I'm starting a new blog theme hereabouts... you all know the "Homestead Eating," well the new one is CSA cooking. Our first share came this week, and I think I'll enjoy documenting how we eat/use/preserve the seasonal bounty. The Farm Notes newsletters that come with the shares generally include a recipe, and they're soliciting member contributions, so here's to that! Picking up the share, which included a stalk of lovage, our farm lady was jovially telling everyone to let her know what how to cook with it, and I couldn't help mentioning the bake a chicken breast with honey and lovage from now two years ago.... and I started to smell a blog post. A whole series of them. Not to mention that for newbies to the eat-seasonally-from-the-garden gig, a bag of sometime unkown and sometimes random veggies can certainly be intimidating: so here's my edu-drop-in-a-bucket to you who is sitting out there longing to plant a garden or get into the kitchen.
Starting with the oh so simple peasant food that sounds oh so glamorous when you give it an italian name: Spinaci e rucola penne con ouvo! Otherwise known as pasta with spinach, arugula and an egg.
Start with pasta. Add any veggies and/or beans that you have on hand. Top with an egg. Add cheese if you have it. Salt and pepper is good.
So simple. And a complete meal nutritionally, assuming that you do HAVE veggies on hand :-)
For this meal, I took two of the small bunches of greens that came in the CSA share. Neither was enough for a complete meal, barely enough for a side. Growing up vegetarian has given me the expectation that a meal is a mound of good green or orange red yellow vegetables with some other things, and even the sustainable family garden farm and outreach educate the kids to grow good food and eat it too ethos that informs Calypso can't make early summer first harvest greens bunches the giant size I secretly expect. So! I combined two of them: arugula and spinach. Yum.

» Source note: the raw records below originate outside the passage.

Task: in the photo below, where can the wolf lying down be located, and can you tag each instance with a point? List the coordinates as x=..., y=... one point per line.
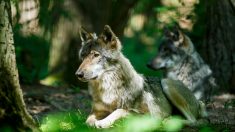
x=180, y=61
x=118, y=90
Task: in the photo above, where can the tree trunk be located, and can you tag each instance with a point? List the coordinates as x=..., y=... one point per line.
x=219, y=50
x=12, y=107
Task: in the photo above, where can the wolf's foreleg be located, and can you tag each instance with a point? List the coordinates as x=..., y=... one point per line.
x=110, y=119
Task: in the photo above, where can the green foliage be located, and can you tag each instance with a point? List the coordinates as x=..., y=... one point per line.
x=32, y=53
x=139, y=55
x=70, y=121
x=50, y=12
x=75, y=122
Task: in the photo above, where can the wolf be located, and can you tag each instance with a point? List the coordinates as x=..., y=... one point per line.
x=117, y=90
x=180, y=61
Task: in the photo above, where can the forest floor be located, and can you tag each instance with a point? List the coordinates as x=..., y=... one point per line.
x=42, y=100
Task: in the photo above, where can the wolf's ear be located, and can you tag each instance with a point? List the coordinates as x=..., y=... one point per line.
x=108, y=34
x=110, y=38
x=84, y=35
x=173, y=33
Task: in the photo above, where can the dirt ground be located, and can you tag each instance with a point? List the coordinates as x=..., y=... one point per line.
x=42, y=100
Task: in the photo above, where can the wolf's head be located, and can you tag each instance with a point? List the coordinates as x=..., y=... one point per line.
x=171, y=50
x=98, y=54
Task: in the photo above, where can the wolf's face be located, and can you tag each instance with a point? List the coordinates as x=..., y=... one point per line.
x=170, y=50
x=98, y=54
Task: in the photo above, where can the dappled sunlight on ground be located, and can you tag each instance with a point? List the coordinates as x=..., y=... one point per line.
x=43, y=101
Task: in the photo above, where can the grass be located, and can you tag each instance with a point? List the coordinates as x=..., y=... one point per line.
x=75, y=122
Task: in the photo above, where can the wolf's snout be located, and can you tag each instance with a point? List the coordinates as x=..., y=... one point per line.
x=79, y=74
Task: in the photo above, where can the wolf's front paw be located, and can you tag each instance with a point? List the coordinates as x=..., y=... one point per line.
x=103, y=123
x=91, y=120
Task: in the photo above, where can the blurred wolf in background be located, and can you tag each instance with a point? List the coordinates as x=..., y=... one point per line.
x=118, y=90
x=178, y=57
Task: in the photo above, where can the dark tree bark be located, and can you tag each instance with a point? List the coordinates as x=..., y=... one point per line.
x=219, y=50
x=12, y=107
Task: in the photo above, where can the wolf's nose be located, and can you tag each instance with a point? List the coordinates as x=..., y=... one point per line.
x=79, y=74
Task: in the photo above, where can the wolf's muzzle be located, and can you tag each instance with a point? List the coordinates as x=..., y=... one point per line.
x=79, y=74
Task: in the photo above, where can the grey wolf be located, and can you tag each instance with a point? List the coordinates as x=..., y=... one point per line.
x=180, y=61
x=117, y=90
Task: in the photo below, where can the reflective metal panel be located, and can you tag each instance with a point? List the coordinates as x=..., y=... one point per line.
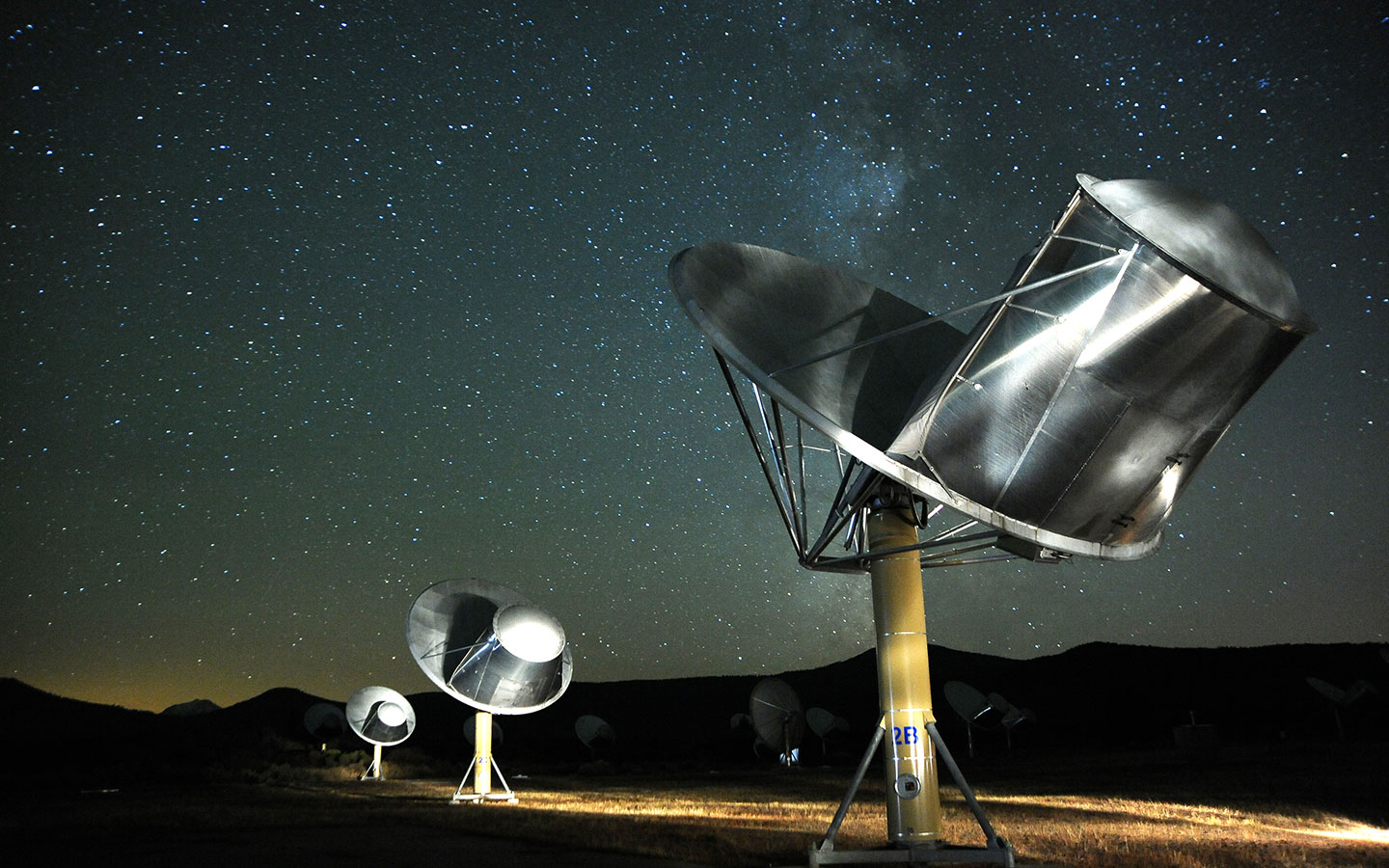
x=1079, y=404
x=1083, y=401
x=488, y=646
x=381, y=716
x=789, y=325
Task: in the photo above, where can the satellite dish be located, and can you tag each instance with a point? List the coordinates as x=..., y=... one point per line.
x=593, y=732
x=325, y=721
x=778, y=719
x=488, y=646
x=1341, y=697
x=382, y=719
x=1063, y=421
x=974, y=709
x=492, y=649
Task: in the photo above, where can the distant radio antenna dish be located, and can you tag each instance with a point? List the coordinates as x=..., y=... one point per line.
x=492, y=649
x=325, y=722
x=972, y=707
x=595, y=734
x=826, y=725
x=778, y=719
x=1341, y=697
x=1063, y=419
x=382, y=719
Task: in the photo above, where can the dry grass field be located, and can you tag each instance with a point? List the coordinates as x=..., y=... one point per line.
x=1288, y=807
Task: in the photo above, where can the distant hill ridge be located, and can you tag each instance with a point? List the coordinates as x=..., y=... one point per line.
x=1098, y=693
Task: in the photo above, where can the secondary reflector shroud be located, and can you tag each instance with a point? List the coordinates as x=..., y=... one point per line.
x=488, y=646
x=381, y=716
x=1073, y=413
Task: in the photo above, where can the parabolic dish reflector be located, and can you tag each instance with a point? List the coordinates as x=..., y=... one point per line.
x=1078, y=406
x=776, y=714
x=381, y=716
x=488, y=646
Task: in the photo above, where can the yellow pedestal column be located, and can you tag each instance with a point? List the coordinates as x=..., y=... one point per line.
x=903, y=681
x=482, y=753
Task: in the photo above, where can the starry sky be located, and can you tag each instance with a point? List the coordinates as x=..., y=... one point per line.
x=309, y=306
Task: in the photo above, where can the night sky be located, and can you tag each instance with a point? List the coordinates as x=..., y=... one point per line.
x=309, y=306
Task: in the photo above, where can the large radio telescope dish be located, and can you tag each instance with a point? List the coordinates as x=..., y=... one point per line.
x=1064, y=421
x=1073, y=413
x=488, y=646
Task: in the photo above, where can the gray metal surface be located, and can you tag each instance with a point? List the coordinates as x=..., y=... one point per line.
x=1208, y=239
x=776, y=714
x=381, y=716
x=478, y=642
x=1076, y=409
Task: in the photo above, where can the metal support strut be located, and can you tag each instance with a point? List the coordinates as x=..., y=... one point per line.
x=912, y=744
x=482, y=767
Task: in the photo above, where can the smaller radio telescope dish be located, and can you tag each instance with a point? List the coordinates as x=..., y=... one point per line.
x=325, y=721
x=489, y=647
x=972, y=707
x=382, y=719
x=492, y=649
x=778, y=719
x=595, y=732
x=1341, y=697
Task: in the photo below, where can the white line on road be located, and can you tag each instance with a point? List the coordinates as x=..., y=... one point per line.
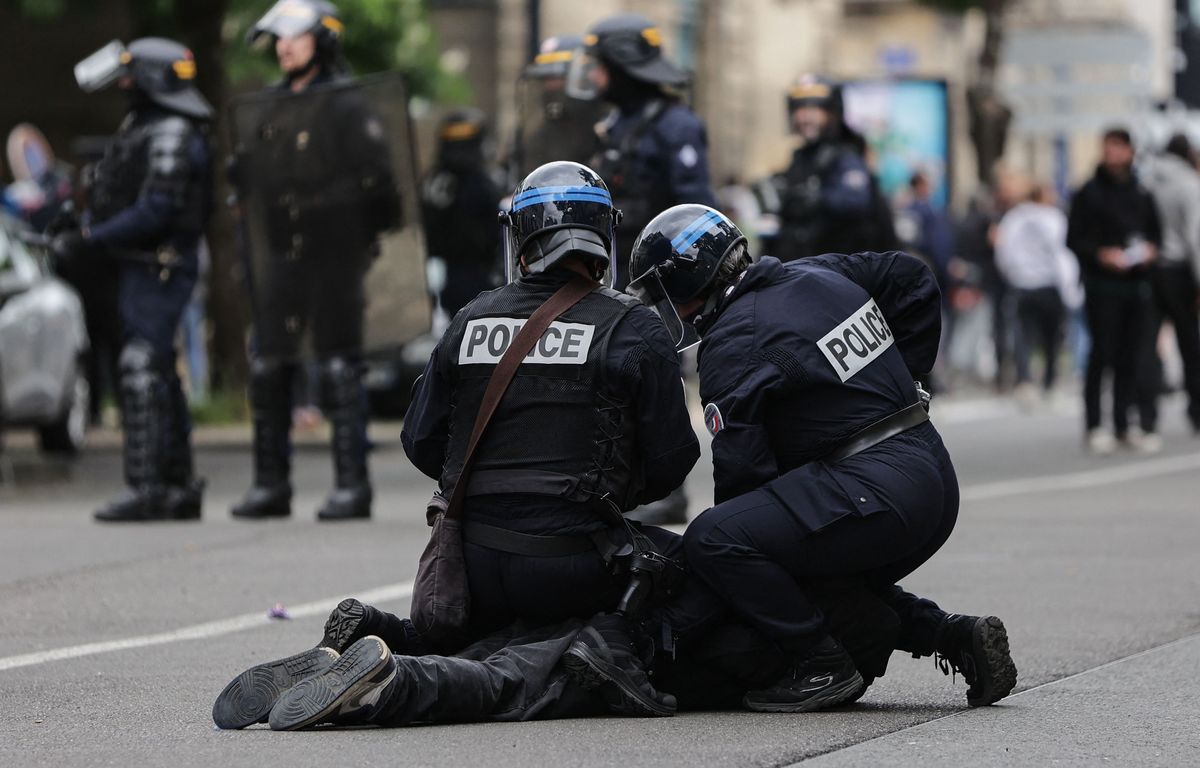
x=1111, y=474
x=1091, y=478
x=201, y=631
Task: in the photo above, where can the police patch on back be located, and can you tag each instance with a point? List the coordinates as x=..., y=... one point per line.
x=486, y=339
x=857, y=341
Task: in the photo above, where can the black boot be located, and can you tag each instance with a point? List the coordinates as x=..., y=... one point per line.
x=185, y=492
x=345, y=403
x=977, y=647
x=604, y=657
x=145, y=415
x=353, y=621
x=270, y=396
x=821, y=678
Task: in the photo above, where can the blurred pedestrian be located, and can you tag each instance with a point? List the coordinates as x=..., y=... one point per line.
x=829, y=202
x=1114, y=231
x=1173, y=180
x=1031, y=249
x=460, y=201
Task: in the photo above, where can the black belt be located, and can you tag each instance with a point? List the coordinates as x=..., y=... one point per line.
x=880, y=431
x=526, y=544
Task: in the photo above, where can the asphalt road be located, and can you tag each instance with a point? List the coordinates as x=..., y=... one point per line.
x=115, y=640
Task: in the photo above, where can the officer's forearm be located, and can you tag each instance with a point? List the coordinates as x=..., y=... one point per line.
x=143, y=221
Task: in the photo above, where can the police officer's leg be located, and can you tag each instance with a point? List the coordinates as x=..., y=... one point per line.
x=337, y=340
x=270, y=397
x=145, y=411
x=343, y=401
x=150, y=310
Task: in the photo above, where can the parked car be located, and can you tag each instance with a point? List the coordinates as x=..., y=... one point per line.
x=42, y=342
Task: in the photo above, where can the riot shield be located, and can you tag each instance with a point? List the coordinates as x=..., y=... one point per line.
x=552, y=125
x=330, y=217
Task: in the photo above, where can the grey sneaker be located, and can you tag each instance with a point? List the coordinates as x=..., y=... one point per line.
x=345, y=694
x=250, y=696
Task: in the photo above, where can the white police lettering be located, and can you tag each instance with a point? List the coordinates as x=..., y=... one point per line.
x=486, y=340
x=859, y=339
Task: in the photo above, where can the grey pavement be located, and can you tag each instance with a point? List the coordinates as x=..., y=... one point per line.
x=1091, y=562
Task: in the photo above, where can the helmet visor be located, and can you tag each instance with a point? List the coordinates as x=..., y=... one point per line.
x=585, y=76
x=286, y=18
x=103, y=67
x=648, y=289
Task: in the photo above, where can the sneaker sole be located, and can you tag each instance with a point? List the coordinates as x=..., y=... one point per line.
x=342, y=624
x=990, y=642
x=317, y=699
x=849, y=690
x=250, y=696
x=591, y=672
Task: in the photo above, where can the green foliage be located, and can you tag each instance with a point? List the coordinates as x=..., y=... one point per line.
x=379, y=35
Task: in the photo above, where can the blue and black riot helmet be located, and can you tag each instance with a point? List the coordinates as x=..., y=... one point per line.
x=159, y=69
x=561, y=209
x=687, y=253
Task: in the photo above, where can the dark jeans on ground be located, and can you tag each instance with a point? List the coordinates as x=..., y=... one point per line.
x=1119, y=317
x=1175, y=301
x=1039, y=315
x=873, y=519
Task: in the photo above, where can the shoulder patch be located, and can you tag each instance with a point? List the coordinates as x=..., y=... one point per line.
x=487, y=339
x=689, y=156
x=857, y=341
x=713, y=419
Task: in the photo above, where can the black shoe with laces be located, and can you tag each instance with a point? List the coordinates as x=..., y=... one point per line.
x=604, y=658
x=250, y=696
x=977, y=648
x=345, y=694
x=825, y=677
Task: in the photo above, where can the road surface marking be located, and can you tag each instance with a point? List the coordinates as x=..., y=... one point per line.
x=202, y=631
x=982, y=492
x=1110, y=474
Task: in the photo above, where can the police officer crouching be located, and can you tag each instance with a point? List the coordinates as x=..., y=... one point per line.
x=654, y=149
x=150, y=201
x=593, y=424
x=825, y=460
x=829, y=202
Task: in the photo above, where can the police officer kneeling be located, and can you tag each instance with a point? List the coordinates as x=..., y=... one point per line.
x=825, y=460
x=593, y=424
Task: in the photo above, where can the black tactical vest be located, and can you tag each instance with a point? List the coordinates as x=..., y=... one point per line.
x=153, y=153
x=563, y=429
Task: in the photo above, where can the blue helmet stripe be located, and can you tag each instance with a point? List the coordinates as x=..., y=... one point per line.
x=695, y=231
x=549, y=195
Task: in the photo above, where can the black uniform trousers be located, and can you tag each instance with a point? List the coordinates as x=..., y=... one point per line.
x=1175, y=301
x=1120, y=318
x=763, y=552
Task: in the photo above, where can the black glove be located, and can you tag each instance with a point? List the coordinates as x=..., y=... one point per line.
x=67, y=246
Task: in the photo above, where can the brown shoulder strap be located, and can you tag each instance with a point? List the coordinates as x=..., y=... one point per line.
x=563, y=300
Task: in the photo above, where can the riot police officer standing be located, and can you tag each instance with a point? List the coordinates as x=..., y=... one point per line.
x=552, y=124
x=460, y=199
x=149, y=203
x=315, y=185
x=653, y=148
x=829, y=202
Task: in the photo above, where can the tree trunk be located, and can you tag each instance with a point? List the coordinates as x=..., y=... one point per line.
x=989, y=115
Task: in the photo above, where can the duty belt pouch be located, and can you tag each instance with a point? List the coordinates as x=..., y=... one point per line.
x=441, y=593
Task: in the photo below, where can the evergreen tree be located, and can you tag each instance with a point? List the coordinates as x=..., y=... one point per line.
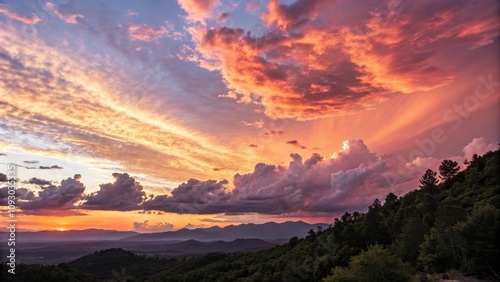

While I watered the little garden, my darlin man chopped 3 cloves of garlic and set it in oil in a skillet, and boiled pasta. Under my shouted-from-the-garden direction he roughly chopped the greens, and put them in the pan. I came inside (having emptied 15 gallons of good spring water into thirsty thirsty soil) and sauteed the greens until the stems began to get tender. These went onto plates and two eggs went in the pan. Over easy is the key here, so that when placed on top of greens and pasta, the yolk breaks and makes a lovely sauce. Garnish with parmesean (or other hard cheese of your choosing) and salt and pepper. Total time (minus water coming to the boil): 10 minutes, maybe.